The locust tree and the shade of the locust tree
The honey locust and the white blossoms of the honey locust
The sun and the shade between the sun and
The sun between the shade:
      is there nothing sweeter
      than this inexperience, unending
      unblending time of
      song?

or can we only hope when we are hopeless
bind when we are ropeless
cleaving to and from
the life before:

           You are the thing I have not seen, the thing they would not see.
           You are neither the shade nor the sun, the blossom nor
                       the yellow dog, furless, glistering with worms
                       in the heat.

           I would not have seen your face if I had not known his hand.

           See these clothes so tight around me.
           See that white skin, so tight around you.

           See that we are not like the rest of them:
                                       The rest of them, who are always apart.

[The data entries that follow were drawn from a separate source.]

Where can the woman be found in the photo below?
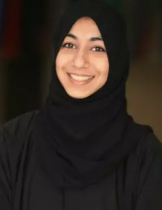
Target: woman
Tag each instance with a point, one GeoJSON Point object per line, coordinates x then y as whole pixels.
{"type": "Point", "coordinates": [82, 150]}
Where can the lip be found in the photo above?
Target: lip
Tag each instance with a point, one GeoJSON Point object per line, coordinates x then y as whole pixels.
{"type": "Point", "coordinates": [82, 75]}
{"type": "Point", "coordinates": [79, 82]}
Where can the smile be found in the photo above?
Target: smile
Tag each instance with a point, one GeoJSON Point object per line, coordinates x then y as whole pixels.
{"type": "Point", "coordinates": [80, 79]}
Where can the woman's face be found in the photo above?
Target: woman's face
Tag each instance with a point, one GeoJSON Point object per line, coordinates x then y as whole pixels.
{"type": "Point", "coordinates": [82, 64]}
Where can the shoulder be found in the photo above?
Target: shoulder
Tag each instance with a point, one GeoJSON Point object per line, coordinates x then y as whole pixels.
{"type": "Point", "coordinates": [12, 133]}
{"type": "Point", "coordinates": [148, 174]}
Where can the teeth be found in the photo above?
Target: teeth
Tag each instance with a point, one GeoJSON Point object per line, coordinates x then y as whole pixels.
{"type": "Point", "coordinates": [80, 78]}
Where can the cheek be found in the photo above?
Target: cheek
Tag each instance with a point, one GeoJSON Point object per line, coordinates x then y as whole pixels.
{"type": "Point", "coordinates": [63, 59]}
{"type": "Point", "coordinates": [102, 66]}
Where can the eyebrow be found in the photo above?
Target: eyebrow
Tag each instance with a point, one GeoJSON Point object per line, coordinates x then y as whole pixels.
{"type": "Point", "coordinates": [91, 39]}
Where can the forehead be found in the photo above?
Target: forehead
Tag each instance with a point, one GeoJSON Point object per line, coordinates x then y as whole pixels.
{"type": "Point", "coordinates": [85, 25]}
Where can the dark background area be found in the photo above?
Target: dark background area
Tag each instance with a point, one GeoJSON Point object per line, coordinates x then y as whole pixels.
{"type": "Point", "coordinates": [26, 28]}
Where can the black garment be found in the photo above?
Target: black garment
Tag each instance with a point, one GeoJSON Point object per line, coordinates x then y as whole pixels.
{"type": "Point", "coordinates": [136, 184]}
{"type": "Point", "coordinates": [87, 153]}
{"type": "Point", "coordinates": [88, 138]}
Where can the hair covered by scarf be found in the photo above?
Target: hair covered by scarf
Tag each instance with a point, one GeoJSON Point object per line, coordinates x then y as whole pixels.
{"type": "Point", "coordinates": [81, 141]}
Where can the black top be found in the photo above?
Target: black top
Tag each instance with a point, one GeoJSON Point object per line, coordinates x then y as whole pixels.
{"type": "Point", "coordinates": [24, 184]}
{"type": "Point", "coordinates": [82, 153]}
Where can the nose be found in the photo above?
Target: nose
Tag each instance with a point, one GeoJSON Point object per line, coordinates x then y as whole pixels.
{"type": "Point", "coordinates": [80, 59]}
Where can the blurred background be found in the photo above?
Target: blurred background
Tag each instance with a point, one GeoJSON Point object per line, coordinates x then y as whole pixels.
{"type": "Point", "coordinates": [26, 56]}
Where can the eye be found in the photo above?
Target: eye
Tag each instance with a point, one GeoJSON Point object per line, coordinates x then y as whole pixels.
{"type": "Point", "coordinates": [98, 49]}
{"type": "Point", "coordinates": [68, 45]}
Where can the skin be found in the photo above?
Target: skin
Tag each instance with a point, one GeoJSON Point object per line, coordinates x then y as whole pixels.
{"type": "Point", "coordinates": [82, 53]}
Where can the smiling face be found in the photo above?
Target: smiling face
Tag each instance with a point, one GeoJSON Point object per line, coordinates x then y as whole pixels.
{"type": "Point", "coordinates": [82, 64]}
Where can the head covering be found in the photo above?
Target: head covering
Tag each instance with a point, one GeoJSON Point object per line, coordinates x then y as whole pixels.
{"type": "Point", "coordinates": [81, 141]}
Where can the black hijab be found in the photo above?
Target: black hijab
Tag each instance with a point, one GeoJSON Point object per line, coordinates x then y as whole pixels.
{"type": "Point", "coordinates": [81, 141]}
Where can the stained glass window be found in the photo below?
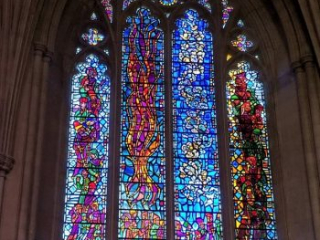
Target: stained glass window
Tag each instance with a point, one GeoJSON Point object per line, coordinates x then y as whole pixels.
{"type": "Point", "coordinates": [108, 9]}
{"type": "Point", "coordinates": [166, 174]}
{"type": "Point", "coordinates": [142, 176]}
{"type": "Point", "coordinates": [93, 36]}
{"type": "Point", "coordinates": [226, 10]}
{"type": "Point", "coordinates": [196, 168]}
{"type": "Point", "coordinates": [254, 210]}
{"type": "Point", "coordinates": [168, 3]}
{"type": "Point", "coordinates": [87, 166]}
{"type": "Point", "coordinates": [241, 43]}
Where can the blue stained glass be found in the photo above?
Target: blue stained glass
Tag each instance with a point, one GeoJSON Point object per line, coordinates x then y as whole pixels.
{"type": "Point", "coordinates": [87, 166]}
{"type": "Point", "coordinates": [204, 3]}
{"type": "Point", "coordinates": [196, 168]}
{"type": "Point", "coordinates": [142, 163]}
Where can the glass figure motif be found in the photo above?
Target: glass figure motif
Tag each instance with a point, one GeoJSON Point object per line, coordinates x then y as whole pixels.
{"type": "Point", "coordinates": [196, 168]}
{"type": "Point", "coordinates": [142, 163]}
{"type": "Point", "coordinates": [226, 10]}
{"type": "Point", "coordinates": [241, 43]}
{"type": "Point", "coordinates": [93, 37]}
{"type": "Point", "coordinates": [108, 8]}
{"type": "Point", "coordinates": [254, 209]}
{"type": "Point", "coordinates": [87, 166]}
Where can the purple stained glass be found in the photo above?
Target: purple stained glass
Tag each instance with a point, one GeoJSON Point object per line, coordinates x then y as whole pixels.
{"type": "Point", "coordinates": [242, 43]}
{"type": "Point", "coordinates": [205, 3]}
{"type": "Point", "coordinates": [87, 164]}
{"type": "Point", "coordinates": [108, 8]}
{"type": "Point", "coordinates": [142, 209]}
{"type": "Point", "coordinates": [226, 10]}
{"type": "Point", "coordinates": [93, 37]}
{"type": "Point", "coordinates": [196, 167]}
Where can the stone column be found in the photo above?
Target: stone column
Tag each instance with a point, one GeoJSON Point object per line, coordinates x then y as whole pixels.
{"type": "Point", "coordinates": [32, 167]}
{"type": "Point", "coordinates": [313, 94]}
{"type": "Point", "coordinates": [6, 165]}
{"type": "Point", "coordinates": [309, 145]}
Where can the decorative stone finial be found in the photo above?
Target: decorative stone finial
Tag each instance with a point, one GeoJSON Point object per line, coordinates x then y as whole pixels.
{"type": "Point", "coordinates": [6, 163]}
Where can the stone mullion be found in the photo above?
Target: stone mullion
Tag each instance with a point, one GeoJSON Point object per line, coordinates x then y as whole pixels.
{"type": "Point", "coordinates": [170, 200]}
{"type": "Point", "coordinates": [115, 120]}
{"type": "Point", "coordinates": [309, 146]}
{"type": "Point", "coordinates": [311, 71]}
{"type": "Point", "coordinates": [6, 165]}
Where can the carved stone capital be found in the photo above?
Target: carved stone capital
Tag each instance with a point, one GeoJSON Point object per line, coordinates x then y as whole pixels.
{"type": "Point", "coordinates": [39, 49]}
{"type": "Point", "coordinates": [6, 163]}
{"type": "Point", "coordinates": [297, 67]}
{"type": "Point", "coordinates": [308, 61]}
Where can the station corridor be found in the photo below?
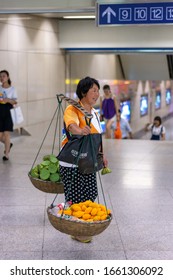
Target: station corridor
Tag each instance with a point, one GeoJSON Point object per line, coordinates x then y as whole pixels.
{"type": "Point", "coordinates": [139, 191]}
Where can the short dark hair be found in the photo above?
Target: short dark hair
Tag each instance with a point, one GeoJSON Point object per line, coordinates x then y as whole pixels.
{"type": "Point", "coordinates": [106, 87]}
{"type": "Point", "coordinates": [84, 85]}
{"type": "Point", "coordinates": [157, 118]}
{"type": "Point", "coordinates": [8, 75]}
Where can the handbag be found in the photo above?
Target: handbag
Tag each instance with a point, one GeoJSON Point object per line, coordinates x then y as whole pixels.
{"type": "Point", "coordinates": [84, 151]}
{"type": "Point", "coordinates": [118, 132]}
{"type": "Point", "coordinates": [16, 115]}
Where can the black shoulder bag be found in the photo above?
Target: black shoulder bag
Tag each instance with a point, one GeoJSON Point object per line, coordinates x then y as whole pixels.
{"type": "Point", "coordinates": [84, 151]}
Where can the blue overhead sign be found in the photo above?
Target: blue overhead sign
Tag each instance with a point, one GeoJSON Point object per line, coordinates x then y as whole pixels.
{"type": "Point", "coordinates": [134, 13]}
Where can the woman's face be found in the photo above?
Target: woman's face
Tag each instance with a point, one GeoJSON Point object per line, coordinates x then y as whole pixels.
{"type": "Point", "coordinates": [3, 77]}
{"type": "Point", "coordinates": [92, 95]}
{"type": "Point", "coordinates": [156, 123]}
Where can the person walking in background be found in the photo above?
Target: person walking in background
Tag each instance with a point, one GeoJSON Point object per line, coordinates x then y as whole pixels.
{"type": "Point", "coordinates": [8, 98]}
{"type": "Point", "coordinates": [79, 187]}
{"type": "Point", "coordinates": [157, 129]}
{"type": "Point", "coordinates": [126, 131]}
{"type": "Point", "coordinates": [108, 109]}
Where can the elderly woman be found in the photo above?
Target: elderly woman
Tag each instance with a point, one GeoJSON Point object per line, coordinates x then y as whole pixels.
{"type": "Point", "coordinates": [80, 187]}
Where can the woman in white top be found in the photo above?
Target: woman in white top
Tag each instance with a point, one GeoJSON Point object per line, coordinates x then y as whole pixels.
{"type": "Point", "coordinates": [8, 98]}
{"type": "Point", "coordinates": [157, 129]}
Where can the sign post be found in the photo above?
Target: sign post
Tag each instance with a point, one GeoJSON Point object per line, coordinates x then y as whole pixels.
{"type": "Point", "coordinates": [135, 14]}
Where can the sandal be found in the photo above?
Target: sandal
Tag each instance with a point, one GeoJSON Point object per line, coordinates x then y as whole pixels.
{"type": "Point", "coordinates": [80, 239]}
{"type": "Point", "coordinates": [11, 145]}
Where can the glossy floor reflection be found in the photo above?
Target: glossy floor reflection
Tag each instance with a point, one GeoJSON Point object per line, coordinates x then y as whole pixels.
{"type": "Point", "coordinates": [139, 191]}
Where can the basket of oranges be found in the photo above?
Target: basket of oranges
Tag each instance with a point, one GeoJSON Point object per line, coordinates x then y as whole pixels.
{"type": "Point", "coordinates": [80, 219]}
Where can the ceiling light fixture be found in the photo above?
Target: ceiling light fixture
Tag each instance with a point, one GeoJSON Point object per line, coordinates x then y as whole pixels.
{"type": "Point", "coordinates": [79, 17]}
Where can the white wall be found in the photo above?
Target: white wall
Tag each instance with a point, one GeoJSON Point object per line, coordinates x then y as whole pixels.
{"type": "Point", "coordinates": [29, 50]}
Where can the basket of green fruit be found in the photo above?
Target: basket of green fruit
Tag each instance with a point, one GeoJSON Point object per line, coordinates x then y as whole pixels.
{"type": "Point", "coordinates": [46, 177]}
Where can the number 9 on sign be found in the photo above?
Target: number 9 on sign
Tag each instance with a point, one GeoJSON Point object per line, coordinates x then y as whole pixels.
{"type": "Point", "coordinates": [125, 14]}
{"type": "Point", "coordinates": [140, 14]}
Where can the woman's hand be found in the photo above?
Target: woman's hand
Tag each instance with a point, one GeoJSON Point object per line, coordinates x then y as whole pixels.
{"type": "Point", "coordinates": [86, 130]}
{"type": "Point", "coordinates": [75, 129]}
{"type": "Point", "coordinates": [105, 161]}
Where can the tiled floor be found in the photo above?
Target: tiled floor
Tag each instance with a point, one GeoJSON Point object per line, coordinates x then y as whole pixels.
{"type": "Point", "coordinates": [139, 191]}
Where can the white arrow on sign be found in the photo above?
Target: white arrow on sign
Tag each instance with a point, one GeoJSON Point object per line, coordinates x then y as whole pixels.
{"type": "Point", "coordinates": [108, 12]}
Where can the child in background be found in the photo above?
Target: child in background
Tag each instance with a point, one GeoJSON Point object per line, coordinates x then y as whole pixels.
{"type": "Point", "coordinates": [108, 109]}
{"type": "Point", "coordinates": [157, 129]}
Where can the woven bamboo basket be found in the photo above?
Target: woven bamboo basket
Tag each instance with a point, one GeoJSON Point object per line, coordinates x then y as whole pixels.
{"type": "Point", "coordinates": [47, 186]}
{"type": "Point", "coordinates": [77, 228]}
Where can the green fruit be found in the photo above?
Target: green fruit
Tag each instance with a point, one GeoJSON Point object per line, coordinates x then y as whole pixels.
{"type": "Point", "coordinates": [54, 177]}
{"type": "Point", "coordinates": [45, 162]}
{"type": "Point", "coordinates": [53, 168]}
{"type": "Point", "coordinates": [46, 157]}
{"type": "Point", "coordinates": [34, 174]}
{"type": "Point", "coordinates": [44, 174]}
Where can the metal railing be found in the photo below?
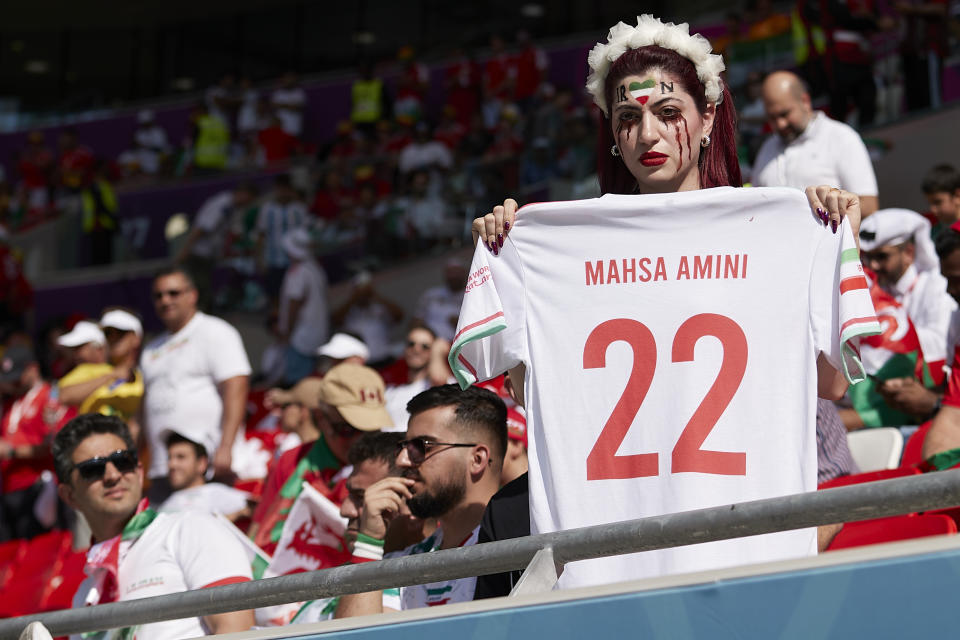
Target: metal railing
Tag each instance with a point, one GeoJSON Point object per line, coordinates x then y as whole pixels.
{"type": "Point", "coordinates": [844, 504]}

Before you this was a country without girls.
          But I will not lie
and say you were the first.

          There was one other, one foreyou, for me
          long, in the long, long ago.

          White skin, she had, like yours—like yours—
                     but white skin that could not be taken off.

Her name was Sister.
She lived under the house,

              yellow hair spread on yellow dirt
              and the yellow dogs came from far away
              to lick at her small, white
              hands.

 


Sarah Marshall grew up in rural Oregon and is currently a student in the
MFA Fiction and MA English programs at Portland State University,
where she also serves as editor-in-chief of The Portland Review. Her poetry
has appeared in or is forthcoming from Blood Lotus and The Fox Cry Review,
and she was recently named as a finalist for the Shelley Reece Poetry Award.
She is currently working on a novel, titled Sparrowrise, in which the narrator
of “Sister” plays a supporting role.

About her poem: “Sister” came about as a monologue from a character in my
novel Sparrowrise: a child murderer who lives in the California desert and is
known to my protagonist as “the Green Man.” I realized while composing
scenes in which she interacted with him that I had to find some way to
explore his character effectively, and that I wasn’t finding a way to do that
within the confines of a novel. I’ve always thought more in images than in
plots, and I started writing poems last fall as a way to get to know my novel’s
characters without feeling pressure to advance the story during the time I
spent with them. A poem allows you go insert yourself under the skin of a
character like the Green Man and float around for a while, unnoticed, before
coming up from air. Of all the characters in whose voices I’ve written, his
has been one of the most compelling.